At the heart of the matter is something called a quorum.
Betsy Russel, a Spokesman Reivew reporter and president of the Idaho Press Club, defines a quorum as, “essentially a majority of a governing body that has to be present in order for them to conduct business.” Russell also heads the group Idahoans for Openness in Government and is versed in the state’s rules about public meetings.
Concerned Boise Taxpayers alleges the Greater Boise Auditorium District, Capital City Development Corporation and the city are making decisions about the proposed downtown stadium behind closed doors.
Development blogger Don Day reports an email chain from GBAD Executive Director Pat Rice planned private meetings between the developer of the stadium and GBAD board members in a way skirting Idaho's open meeting laws.
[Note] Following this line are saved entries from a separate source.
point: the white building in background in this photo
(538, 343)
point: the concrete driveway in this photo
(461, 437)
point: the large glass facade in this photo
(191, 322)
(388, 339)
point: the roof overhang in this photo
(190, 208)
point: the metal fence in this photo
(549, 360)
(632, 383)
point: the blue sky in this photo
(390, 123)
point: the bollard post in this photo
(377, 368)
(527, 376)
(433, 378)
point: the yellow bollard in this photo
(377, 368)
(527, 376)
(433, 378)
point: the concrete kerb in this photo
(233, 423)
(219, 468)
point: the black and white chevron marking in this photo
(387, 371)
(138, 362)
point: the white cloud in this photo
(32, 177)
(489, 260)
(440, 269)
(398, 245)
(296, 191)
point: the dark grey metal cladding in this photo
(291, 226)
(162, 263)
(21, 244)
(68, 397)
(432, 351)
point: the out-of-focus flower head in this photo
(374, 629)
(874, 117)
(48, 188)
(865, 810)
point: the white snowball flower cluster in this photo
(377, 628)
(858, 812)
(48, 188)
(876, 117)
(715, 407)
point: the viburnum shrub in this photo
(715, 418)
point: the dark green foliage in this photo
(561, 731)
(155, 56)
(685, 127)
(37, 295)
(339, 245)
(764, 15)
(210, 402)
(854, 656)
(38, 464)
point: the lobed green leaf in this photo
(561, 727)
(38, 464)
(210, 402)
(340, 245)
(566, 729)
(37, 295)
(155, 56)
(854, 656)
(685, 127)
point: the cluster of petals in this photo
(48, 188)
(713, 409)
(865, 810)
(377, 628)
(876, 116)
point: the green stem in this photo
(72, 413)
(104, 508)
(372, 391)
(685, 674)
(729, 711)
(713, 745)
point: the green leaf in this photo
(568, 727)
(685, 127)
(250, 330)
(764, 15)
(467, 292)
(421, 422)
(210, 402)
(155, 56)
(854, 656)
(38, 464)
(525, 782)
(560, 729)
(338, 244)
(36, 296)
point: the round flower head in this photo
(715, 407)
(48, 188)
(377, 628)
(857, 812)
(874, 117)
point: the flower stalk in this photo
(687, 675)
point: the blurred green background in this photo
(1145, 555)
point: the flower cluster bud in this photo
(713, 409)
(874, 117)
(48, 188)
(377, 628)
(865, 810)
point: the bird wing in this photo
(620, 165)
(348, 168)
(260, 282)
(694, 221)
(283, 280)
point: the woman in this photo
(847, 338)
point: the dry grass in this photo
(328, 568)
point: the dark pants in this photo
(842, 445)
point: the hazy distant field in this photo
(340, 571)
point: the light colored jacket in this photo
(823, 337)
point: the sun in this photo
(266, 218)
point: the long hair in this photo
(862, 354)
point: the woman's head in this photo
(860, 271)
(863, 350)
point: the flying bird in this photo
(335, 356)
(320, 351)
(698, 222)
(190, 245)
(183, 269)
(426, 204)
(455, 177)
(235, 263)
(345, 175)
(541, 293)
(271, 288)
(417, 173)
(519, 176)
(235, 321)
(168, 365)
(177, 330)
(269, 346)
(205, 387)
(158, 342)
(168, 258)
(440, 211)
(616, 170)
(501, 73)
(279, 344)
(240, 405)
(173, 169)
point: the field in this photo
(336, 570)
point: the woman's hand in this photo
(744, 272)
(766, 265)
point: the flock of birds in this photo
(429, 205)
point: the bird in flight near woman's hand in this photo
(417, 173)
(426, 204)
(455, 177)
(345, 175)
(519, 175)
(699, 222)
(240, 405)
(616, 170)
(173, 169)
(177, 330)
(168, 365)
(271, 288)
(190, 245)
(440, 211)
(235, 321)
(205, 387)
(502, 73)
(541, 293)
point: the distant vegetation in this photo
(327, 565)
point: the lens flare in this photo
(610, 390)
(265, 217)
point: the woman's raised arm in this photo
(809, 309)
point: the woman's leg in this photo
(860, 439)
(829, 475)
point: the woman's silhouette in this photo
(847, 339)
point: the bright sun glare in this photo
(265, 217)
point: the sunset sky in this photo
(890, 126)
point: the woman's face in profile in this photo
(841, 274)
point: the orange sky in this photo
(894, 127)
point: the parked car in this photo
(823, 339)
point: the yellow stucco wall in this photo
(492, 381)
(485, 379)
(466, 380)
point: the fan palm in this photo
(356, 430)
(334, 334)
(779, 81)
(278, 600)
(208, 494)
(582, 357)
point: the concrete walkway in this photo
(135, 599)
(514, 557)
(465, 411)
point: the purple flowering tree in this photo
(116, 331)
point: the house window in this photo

When Russell read the complaint by Concerned Boise Taxpayers, she thought it sounded like the public entity employed a tactic called a “serial meeting.”
According to Russell, that’s “when a governmental board takes steps to try to avoid having a quorum with the idea that if just a couple members meet with somebody, and then that same person meets with a couple other members. ‘Oh, we won’t have a quorum and that way we won’t have to open the meeting.’ That actually violates the open meeting law.”
GBAD's executive director says his organization didn't break the law because no decision-making or deliberations took place. He claims the meetings with the developer of the stadium were only a meet and greet for board members.
The Ada County Prosecutor's office is referring the case to the sheriff's office for further investigation.